QUE SIGNIFIE UN SURSIS POUR LA MIFÉPRISTONE ?

Si la FDA obtient de la Cour suprême un sursis bloquant l'injonction, la mifépristone restera disponible sans nouvelles restrictions. Dans le cas contraire, les nouvelles restrictions entreront en vigueur samedi à 12 heures CDT (5 heures GMT). Des experts juridiques ont toutefois déclaré que la FDA dispose d'un pouvoir discrétionnaire quant aux mesures qu'elle appliquera, ce qui pourrait lui permettre de préserver un accès moins restreint au médicament, au moins pendant la durée de l'affaire.

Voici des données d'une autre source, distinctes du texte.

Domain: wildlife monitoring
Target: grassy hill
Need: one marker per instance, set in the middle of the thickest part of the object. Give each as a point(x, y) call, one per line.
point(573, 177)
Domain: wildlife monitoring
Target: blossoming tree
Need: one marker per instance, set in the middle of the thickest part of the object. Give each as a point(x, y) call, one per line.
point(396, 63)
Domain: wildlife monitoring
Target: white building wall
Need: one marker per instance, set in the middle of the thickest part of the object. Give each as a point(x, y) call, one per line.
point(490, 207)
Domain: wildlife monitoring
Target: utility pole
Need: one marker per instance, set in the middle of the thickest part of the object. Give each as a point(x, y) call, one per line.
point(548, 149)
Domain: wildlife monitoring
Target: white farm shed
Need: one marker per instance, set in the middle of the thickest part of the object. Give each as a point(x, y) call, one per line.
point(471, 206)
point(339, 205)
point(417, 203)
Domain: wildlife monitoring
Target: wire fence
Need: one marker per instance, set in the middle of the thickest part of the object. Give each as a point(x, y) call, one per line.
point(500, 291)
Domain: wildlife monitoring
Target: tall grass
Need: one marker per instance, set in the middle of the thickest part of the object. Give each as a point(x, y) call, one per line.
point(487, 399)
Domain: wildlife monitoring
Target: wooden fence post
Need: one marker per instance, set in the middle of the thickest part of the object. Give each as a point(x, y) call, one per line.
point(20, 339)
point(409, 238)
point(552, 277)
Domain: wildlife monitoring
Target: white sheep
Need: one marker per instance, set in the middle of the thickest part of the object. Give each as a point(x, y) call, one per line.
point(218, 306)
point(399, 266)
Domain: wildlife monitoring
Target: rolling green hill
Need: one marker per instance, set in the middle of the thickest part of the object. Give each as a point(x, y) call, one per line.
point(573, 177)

LE SURSIS MET-IL FIN À L'APPEL ?

Non. Qu'elle obtienne ou non un sursis d'urgence, la FDA poursuivra l'appel de l'injonction préliminaire de M. Kacsmaryk. L'agence et les groupes anti-avortement auront tous deux la possibilité de déposer des mémoires contenant leurs arguments juridiques devant la cinquième instance. Le panel qui entendra l'affaire pourrait être différent de celui qui a partiellement refusé le sursis.

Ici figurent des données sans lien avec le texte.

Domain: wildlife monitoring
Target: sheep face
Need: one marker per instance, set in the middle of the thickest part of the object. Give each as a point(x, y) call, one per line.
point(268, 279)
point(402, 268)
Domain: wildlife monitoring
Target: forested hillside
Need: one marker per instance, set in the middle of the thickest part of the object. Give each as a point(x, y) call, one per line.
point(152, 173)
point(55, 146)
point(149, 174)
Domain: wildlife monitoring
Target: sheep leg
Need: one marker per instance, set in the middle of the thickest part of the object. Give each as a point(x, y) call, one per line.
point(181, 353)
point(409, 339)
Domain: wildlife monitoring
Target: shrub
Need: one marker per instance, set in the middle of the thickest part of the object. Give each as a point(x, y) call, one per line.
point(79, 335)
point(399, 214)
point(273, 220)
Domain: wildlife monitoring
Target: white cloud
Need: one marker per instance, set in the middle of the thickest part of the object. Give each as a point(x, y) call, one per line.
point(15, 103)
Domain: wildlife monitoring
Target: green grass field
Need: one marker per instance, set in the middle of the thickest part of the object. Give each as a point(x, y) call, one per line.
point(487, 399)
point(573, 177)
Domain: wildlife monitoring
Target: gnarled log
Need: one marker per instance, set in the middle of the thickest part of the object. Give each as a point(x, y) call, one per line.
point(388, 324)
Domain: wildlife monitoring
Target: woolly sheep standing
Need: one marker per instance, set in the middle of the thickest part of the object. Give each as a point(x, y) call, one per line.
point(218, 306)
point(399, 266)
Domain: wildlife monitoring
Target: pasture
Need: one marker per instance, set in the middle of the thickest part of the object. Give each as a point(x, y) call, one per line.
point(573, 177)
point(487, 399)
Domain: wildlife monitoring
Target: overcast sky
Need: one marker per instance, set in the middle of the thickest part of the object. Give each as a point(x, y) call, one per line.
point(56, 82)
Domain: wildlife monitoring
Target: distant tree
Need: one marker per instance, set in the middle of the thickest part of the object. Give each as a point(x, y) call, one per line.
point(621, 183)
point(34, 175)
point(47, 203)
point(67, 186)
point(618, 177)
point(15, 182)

Le cinquième circuit n'examinera pas le fond de l'affaire, mais uniquement la question de savoir si M. Kacsmaryk a eu raison d'émettre une injonction préliminaire. Cela dépend de la question de savoir si les plaignants qui contestent l'autorisation de la mifépristone ont démontré qu'ils avaient des chances de gagner sur le fond et qu'ils subiraient un préjudice irréparable en l'absence d'injonction.

Cette procédure d'appel pourrait durer des mois. Quelle que soit la décision du panel, la partie perdante pourrait demander une nouvelle audience à tous les juges du 5e circuit, appelée audience en banc, et finalement s'adresser à la Cour suprême.

QU'EST-CE QUI SUIT ?

Une fois que tous les appels concernant l'injonction préliminaire seront terminés, l'affaire pourra être jugée sur le fond, ce qui donnera aux deux parties l'occasion de présenter des preuves factuelles.

La FDA devra produire des preuves sur le processus qui a conduit à l'approbation initiale de la mifépristone en 2000, ainsi que sur les modifications qu'elle a apportées en 2016 et ultérieurement.

Les groupes anti-avortement devront proposer des preuves à l'appui de leur affirmation selon laquelle le processus était inapproprié et que la mifépristone est dangereuse. Les deux parties échangeront des preuves dans le cadre d'une procédure dite de "discovery".

M. Kacsmaryk pourra ensuite statuer sur l'affaire sans procès (jugement sommaire) ou tenir un procès avec témoignages.

Il faudra attendre des mois, voire des années, avant qu'une décision finale ne soit prise. Lorsqu'elle interviendra, la partie perdante aura à nouveau la possibilité de faire appel devant le cinquième circuit et, éventuellement, devant la Cour suprême.